The campaigns work by leveraging the trust that is placed in well-known brands in order to make them complete an action. Typically they include the actual logo of the targeted brand in the same format as real messages from the company. However, they will include links that take those who click on them to a malicious web portal. These web portals will attempt to steal sensitive data. 

Hackers sell scampage tools on the dark web that will allow other hackers to operate successful phishing campaigns. The FBI has confirmed that the scampage tools in question have the ability to spot if a person is their email address as their login ID for a web platform. If this is detected the user is sent to a scam page with the same email domain. The user is then asked to share their login credentials that the hacker can use to access the victim’s email. This in turn allows hackers to receive 2-factor authentication codes, thus rendering this security method useless. With 2FA codes, the cybercriminal can obtain access to accounts and make changes, including updating passwords to lock users out of their accounts or altering security rules before the owner of the account can be alerted.

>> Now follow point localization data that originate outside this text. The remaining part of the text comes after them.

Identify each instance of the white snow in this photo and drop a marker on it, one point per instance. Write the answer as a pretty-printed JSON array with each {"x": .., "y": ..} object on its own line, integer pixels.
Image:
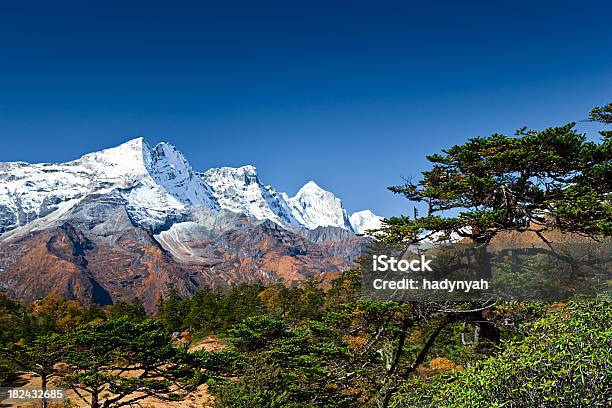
[
  {"x": 362, "y": 221},
  {"x": 314, "y": 207},
  {"x": 159, "y": 182}
]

The FBI release said: “Much like the threat with ransomware-as-a-service, this type of product-as-a-service distribution of scampage and credential harvesting tools presents an increased nationwide risk to private sector businesses and their consumers. Brand-phishing email campaigns and scampage tools that help bypass 2FA security measures represent another aspect to this emerging cyber threat.”

In order to prepare for an attack like this, companies must configure an advanced spam filtering solution to prevent phishing emails and stop them from landing in employee inboxes. Password policies should be set up that make strong passwords mandatory, and reviews carried out to police this and root out commonly used or weak passwords cannot be created on accounts. Employees should be warned to never use passwords on multiple accounts and to see to it that all company accounts have 100% unique passwords. Security awareness training should be conducted for all staff members to make them aware of email security best practices and how to spot  phishing emails and other scams.

Due to the spike in the use of scampage campaigns, all staff members should create a unique username for an account that is not connected to their main email address. 2-factor authentication should be enabled if it is available, and where possible, a software-based authenticator program or a USB security key should be in place as the second factor.